Kostya lowered his head. His shoulders sagged.

“What do you want?” he asked in a barely audible voice.

“I want fairness. The apartment was bought with my money, which means half of it is mine. By law. We can settle this peacefully: you pay me my share, and I leave. Or we settle it in court.”

“I don’t have that kind of money…”

“Your mother does. Since she wants the apartment so badly, let her pay for it. Consider it a buyout.”

Marina spoke calmly, but everything inside her was boiling. She could see him searching for a way out, trying to imagine some solution that would keep both his mother happy and his wife beside him. But there was no such solution.

“I’ll call Mom,” he said at last, pulling out his phone.

“Go ahead.” Marina turned toward the bedroom. “I’ll pack a few things. I’m staying with my parents tonight.”

“Marin, wait…”

She stopped in the doorway.

“What?”

“Are you… leaving me?”

Marina looked at him for a long time. At this grown man who had never learned to stand on his own. Who had let his mother think for him, decide for him, live for him.

“No, Kostya. You left me a long time ago. I just realized it today.”

She went into the room and began packing. From the kitchen came the sound of her husband talking to his mother on the phone. She couldn’t make out the words, but the tone said everything: excuses, apologies, promises.

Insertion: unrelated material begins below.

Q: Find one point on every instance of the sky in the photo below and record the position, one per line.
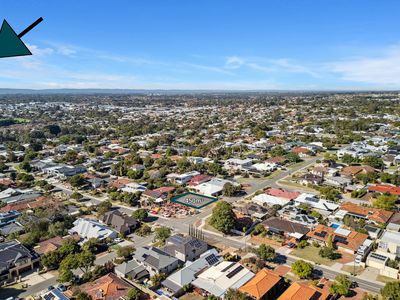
(207, 44)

When Marina came out carrying a small bag, Kostya was sitting on the floor against the wall, staring blankly ahead.

“Mom said…” he began.

“I don’t care what your mother said.” Marina put on her coat. “In a week, I’ll send a formal proposal for division of property. If you refuse, I’ll go to court. And keep this in mind: I have every mortgage receipt. Every single one for all four years.”

“Marina…”

 

She opened the door and turned back one last time.

“Do you know what your mother told me today? She said I’m young and I’ll be fine. She was right. I will be fine. But you…” Marina slowly shook her head. “Good luck with Mommy, Kostya. You two truly deserve each other.”

The door closed behind her with a soft click.

Marina walked down the stairs, stepped outside, and drew in a deep breath of evening air. The city buzzed and rushed around her, living its own life, unaware of her small personal catastrophe.

But it wasn’t a catastrophe.

It was freedom.

She took out her phone and dialed her mother.

“Mom? I’m coming over. Yes, for a while. I’ll explain when I get there.”

A month later, the court ruled in her favor. Her mother-in-law never got the apartment—the evidence of Marina’s financial contributions was far too clear.

Kostya called several times, asking her to come back. He said he had spoken to his mother, that she now understood everything, that it would never happen again.

Marina never answered.

By then, she knew one thing for certain: people do not change. Especially those who have spent their whole lives letting others think for them.

And she knew something else too: a new life was waiting for her ahead. A life without lies, without manipulation, without a mother-in-law who saw her daughter-in-law as a temporary inconvenience.

And that life was worth fighting for.